Niño desconocido como Thomas Chatterton. Grabado de John Alais

 

Thomas Chatterton (Bristol, 20 de noviembre de 1752 – Londres, 24 de agosto de 1770) fue un poeta del prerromanticismo inglés. Fue tal vez el más precoz de los grandes poetas de Occidente, empezó a escribir versos a los 11 años, creó un poeta antiguo al que llamó Thomas Rowley, le atribuyó poemas  que él mismo iba inventando,  inventó su biografía, inventó unos poetas paralelos que eran amigos de Rowley, escribió la correspondencia entre ellos, los comentarios de sus obras, habló de sus traducciones, y puso a Inglaterra a asombrarse con unos poetas del pasado que en realidad iban saliendo de su mente febril y de sus manos niñas desesperadas por salvar a su familia del hambre.

Chatterton aprendió a leer pasados los siete años y murió antes de haber cumplido los dieciocho, tras haber realizado una falsificación literaria portentosa que engañó a diversos eruditos y le transformó en una legendaria figura del Romanticismo.

Fue un autodidacta de principio a fin: para lo primero usó una Biblia de grandes letras negras; para lo segundo arsénico…Antes de la Biblia, su familia lo consideraba un idiota; después del arsénico, el mundo lo considera un genio…
Porque en esa escasa década de «vida alfabetizada», el poeta se convirtió en una de las figuras mas endiosadas por el Romanticismo.

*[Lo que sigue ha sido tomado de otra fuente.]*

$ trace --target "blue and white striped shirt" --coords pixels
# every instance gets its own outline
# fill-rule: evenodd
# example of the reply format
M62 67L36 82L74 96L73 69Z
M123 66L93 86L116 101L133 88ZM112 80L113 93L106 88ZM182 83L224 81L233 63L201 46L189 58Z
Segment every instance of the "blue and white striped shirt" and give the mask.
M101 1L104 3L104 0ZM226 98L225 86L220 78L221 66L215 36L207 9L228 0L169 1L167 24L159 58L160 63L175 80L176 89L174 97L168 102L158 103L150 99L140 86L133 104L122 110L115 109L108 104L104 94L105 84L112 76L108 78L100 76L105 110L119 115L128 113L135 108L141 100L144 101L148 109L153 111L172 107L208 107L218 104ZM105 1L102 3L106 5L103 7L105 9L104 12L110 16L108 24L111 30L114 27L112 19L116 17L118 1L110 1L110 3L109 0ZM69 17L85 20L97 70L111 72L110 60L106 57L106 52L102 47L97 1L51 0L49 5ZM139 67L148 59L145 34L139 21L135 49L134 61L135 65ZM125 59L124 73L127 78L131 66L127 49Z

Era huérfano de padre. Expulsado del colegio a los cinco años dándolo por inútil. Se entregó a la lectura de forma febril. Según relato de su hermana, a los ocho leía todo el día, ya fuera sobre heráldica, astronomía, medicina, música, etc. Pero su voracidad no tenía por objeto el saber, sino la fama, con el fin de sacar de la miseria a su familia. Leyó unos viejos pergaminos del siglo XV que habían sido vendidos al peso por una iglesia para hacer moldes de costura y asimiló su lenguaje.

A los once años compuso la égloga Eleonure y Juga. Alegó –y le creyeron– que se trataba de un viejo manuscrito del siglo XV. Su autor –precisó Thomas– era el monje medieval Thomas Rowley, que, como es natural, no existía. Era uno de los primeros heterónimos de la historia. Siguió con sus falsificaciones medievales, y por ejemplo hizo para un conde una genealogía familiar que iba «desde la Conquista normanda hasta nuestros días», con todo tipo de referencias y notas a autoridades y libros inexistentes y la reproducción del presunto escudo de armas de la familia; ganó por ello 5 chelines. Días más tarde amplió la genealogía y se ganó otros cinco chelines.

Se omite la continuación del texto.